Cryptographic hash function

from Wikipedia, the free encyclopedia

A cryptological hash function or cryptographic hash function is a special form of a hash function ( hash function) that is collision-resistant . So it is practically impossible to find two different input values ​​that result in an identical hash value.

Areas of application for cryptological or cryptographic hash functions are primarily integrity checks of files or messages, the secure storage of passwords and digital signatures . They can also be used as pseudo- random number generators or for the construction of block ciphers .

Classification

A hash function is a mapping that efficiently maps a character string of any length (input value) to a character string of fixed length (hash value). This necessarily means that the same hash value is assigned to different input values, so the mapping is not injective . It is basically possible to find two input values ​​that result in the same hash value.

Cryptological hash functions are divided into keyless and key-dependent: A keyless hash function only has one input value, while a key-dependent hash function requires a secret key as a second input value.

The keyless hash functions are further divided into one-way hash functions (English One-Way Hash Function , short OWHF) and collision-resistant hash function (English Collision Resistant Hash Function , short CRHF).

A one-way hash function fulfills the following conditions:

  1. Way function (English: preimage resistance ): It is impossible in practice to a given output value an input value to find the the hash function to maps: .
  2. Weak collision resistance (English: 2nd-preimage resistance ): It is virtually impossible for a given value a dissimilar value to find the same hash result: .

For a collision-resistant hash function, the following also applies:

  1. Strong collision resistance : It is practically impossible to find two different input values and that result in the same hash value. The difference to the weak collision resistance is that both input values and can be freely selected here.

You can also request a resistance to near-collision resistance . This is supposed to be virtually impossible, two different input values and to find the hash values and differ only in a few bits.

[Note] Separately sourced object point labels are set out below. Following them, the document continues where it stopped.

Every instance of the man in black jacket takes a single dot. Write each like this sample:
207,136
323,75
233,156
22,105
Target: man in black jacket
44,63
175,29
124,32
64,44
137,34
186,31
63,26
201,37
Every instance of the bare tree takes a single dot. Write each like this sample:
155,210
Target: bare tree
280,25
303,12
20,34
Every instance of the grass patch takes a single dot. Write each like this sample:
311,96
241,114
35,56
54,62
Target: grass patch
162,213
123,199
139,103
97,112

The key-dependent hash functions include Message Authentication Codes (MAC). These include constructs such as HMAC , CBC-MAC or UMAC.

construction

The Merkle-Damgård construction generates the hash value from the message blocks by repeatedly applying the compression function

Most hash functions developed before 2010 follow the Merkle-Damgård construction. As a result of the SHA-3 competition, the Merkle-Damgård construction was replaced or extended by various construction methods.

Merkle-Damgård method

In the Merkle-Damgård construction , a compression function is iterated. A compression function takes two bit sequences of lengths and as input and outputs a bit sequence of length . In addition, it is a one-way function , so it should be difficult to find appropriate input values ​​for a given output. A block cipher is often used as a compression function, the entries are then used as a message and key.

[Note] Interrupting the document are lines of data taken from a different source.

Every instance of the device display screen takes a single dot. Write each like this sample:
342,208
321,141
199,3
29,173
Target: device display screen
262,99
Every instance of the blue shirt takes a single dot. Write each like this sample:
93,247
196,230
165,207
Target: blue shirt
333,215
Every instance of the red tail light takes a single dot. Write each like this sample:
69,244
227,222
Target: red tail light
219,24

In the Merkle-Damgård construction, the input message M is first divided into blocks of fixed length and padded with additional bits so that the input length is an integral multiple of the block length. The compression function has a message block as input and the output of the previous message blocks. The hash value of the entire message is the hash value of the last block:

IV denotes an initial value .

The compression function can be constructed in several ways.

Compression functions based on bit operations

The compression function can be specially developed for a hash function and then consists of simple operations directly on the message bits. This class includes: B. the MD4 family including SHA and RIPEMD .

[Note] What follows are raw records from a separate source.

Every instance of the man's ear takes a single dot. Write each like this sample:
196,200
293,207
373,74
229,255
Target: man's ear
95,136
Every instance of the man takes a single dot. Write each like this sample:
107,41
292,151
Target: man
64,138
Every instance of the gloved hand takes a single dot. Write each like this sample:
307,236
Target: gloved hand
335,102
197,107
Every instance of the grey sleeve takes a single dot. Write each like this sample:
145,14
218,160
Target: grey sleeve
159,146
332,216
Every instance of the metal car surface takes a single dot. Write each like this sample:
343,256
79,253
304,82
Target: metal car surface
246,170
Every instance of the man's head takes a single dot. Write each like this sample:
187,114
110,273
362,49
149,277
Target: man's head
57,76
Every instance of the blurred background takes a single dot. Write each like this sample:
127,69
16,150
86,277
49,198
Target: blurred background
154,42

Compression functions based on a block cipher

A distinction is made here between hash functions whose hash value has the same length as the block length and those whose hash value has twice the block length.

  1. Hash length equals block length:
    Let the encryption with a block cipher under the key , the message blocks and the outputs of the compression function. Three common constructions are as follows:
    • Matyas-Meyer-Oseas variant:
    • Davies-Meyer variant:
    • Miyaguchi Preneel variant:
  2. Hash length with double block length: These include MDC-2 and MDC-4. They essentially consist of the two or fourfold application of the Matyas-Meyer-Oseas construction.

Compression functions based on algebraic structures

In order to be able to reduce the security of the compression function to a difficult problem, its operation is defined in appropriate algebraic structures. The price for provable security is a loss of speed. MASH (Modular Arithmetic Secure Hash) uses an RSA-like modulus , with and prime numbers. The core of the compression function is:

A: constant : exclusive or , : inclusive Or

Sponge method

Sponge constructions have fundamentally different properties than Merkle-Damgård constructions. The best-known representative of this class is SHA-3 .

Attacks

Attacks against hash functions can be of a general nature and only depend on the bit length of the hash value and treat the hash algorithm as a black box. You can, on the other hand, go against the compression function. With hash functions based on a block cipher, an attack can take place against the underlying block cipher. In addition, attacks on the implementation of the hash algorithm are possible.

Black box attacks

Black box attacks are attacks on hash functions for which nothing is known about how the hash function actually works. Only the length of the hash value  is assumed to be known and it is assumed that the hash values ​​are evenly distributed .

  1. Guess (English: 2nd preimage ): The attacker randomly selects a message and compares its hash value with that of a given message. The success rate with this approach is a  hash value that is one bit long.
  2. Collision attack: the attacker creates many variations of a real message and many variations of a fake message. It then compares the two quantities and looks for two messages, and , that have the same hash value. A collision is to be expected after attempts.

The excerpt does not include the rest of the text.